Dnmt3a haploinsufficiency cooperates with oncogenic Kras to promote an early-onset T-cell acute lymphoblastic leukemia.

Mutations in DNA methyltransferase 3A (DNMT3A) are prevalent in various myeloid and lymphoid malignancies. The most common DNMT3A R882 mutations inhibit methyltransferase activity of the remaining wild-type DNMT3A proteins at a heterozygous state due to their dominant-negative activity. Reports and COSMIC database analysis reveal significantly different frequencies of R882 mutations in myeloid versus T-cell malignancies, inspiring us to investigate whether downregulation of DNMT3A regulates malignancies of different lineages in a dose-dependent manner.
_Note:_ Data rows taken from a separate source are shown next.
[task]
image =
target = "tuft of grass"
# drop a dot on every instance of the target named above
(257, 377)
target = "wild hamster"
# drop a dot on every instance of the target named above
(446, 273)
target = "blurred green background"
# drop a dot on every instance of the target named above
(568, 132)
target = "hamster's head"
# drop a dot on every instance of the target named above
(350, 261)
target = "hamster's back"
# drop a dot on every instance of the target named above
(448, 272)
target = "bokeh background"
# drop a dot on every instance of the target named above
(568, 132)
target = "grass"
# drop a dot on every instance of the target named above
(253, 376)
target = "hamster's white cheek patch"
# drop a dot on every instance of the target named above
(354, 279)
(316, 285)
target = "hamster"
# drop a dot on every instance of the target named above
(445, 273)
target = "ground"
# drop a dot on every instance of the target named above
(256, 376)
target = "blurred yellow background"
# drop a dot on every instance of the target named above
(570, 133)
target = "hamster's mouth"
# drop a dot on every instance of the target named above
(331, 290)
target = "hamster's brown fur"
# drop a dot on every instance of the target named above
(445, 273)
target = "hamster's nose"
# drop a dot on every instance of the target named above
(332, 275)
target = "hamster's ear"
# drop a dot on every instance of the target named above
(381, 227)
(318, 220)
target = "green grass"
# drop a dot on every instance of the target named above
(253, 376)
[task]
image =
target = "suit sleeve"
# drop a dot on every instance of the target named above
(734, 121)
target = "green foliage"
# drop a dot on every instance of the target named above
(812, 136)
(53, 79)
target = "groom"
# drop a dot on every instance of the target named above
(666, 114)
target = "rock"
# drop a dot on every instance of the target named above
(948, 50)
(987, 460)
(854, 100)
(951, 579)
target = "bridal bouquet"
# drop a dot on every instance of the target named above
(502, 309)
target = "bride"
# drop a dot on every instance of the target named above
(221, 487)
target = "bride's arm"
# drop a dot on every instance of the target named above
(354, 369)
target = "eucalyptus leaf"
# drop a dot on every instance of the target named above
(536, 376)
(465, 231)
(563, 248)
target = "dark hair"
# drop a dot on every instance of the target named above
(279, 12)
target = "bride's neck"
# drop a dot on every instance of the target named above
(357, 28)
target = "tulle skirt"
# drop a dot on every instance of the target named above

In a competitive transplant setting, the survival of recipients with Kras(G12D/+) ; Dnmt3a(+/-) bone marrow (BM) cells was significantly shortened than that of recipients with Kras(G12D/+) cells. Moreover, all of the recipients with Kras(G12D/+) ; Dnmt3a(+/-) cells developed a lethal T-cell acute lymphoblastic leukemia (T-ALL) without significant myeloproliferative neoplasm (MPN) phenotypes, while ~20% of recipients with Kras(G12D/+) cells developed MPN with or without T-ALL. This is in sharp contrast to the recipients with Kras(G12D/+) ; Dnmt3a(-/-) cells, in which ~60% developed a lethal myeloid malignancy (MPN or acute myeloid leukemia [AML]). Our data suggest that in the context of oncogenic Kras, loss of Dnmt3a promotes myeloid malignancies, while Dnmt3a haploinsufficiency induces T-ALL. This dose-dependent phenotype is highly consistent with the prevalence of DNMT3A R882 mutations in AML versus T-ALL in human.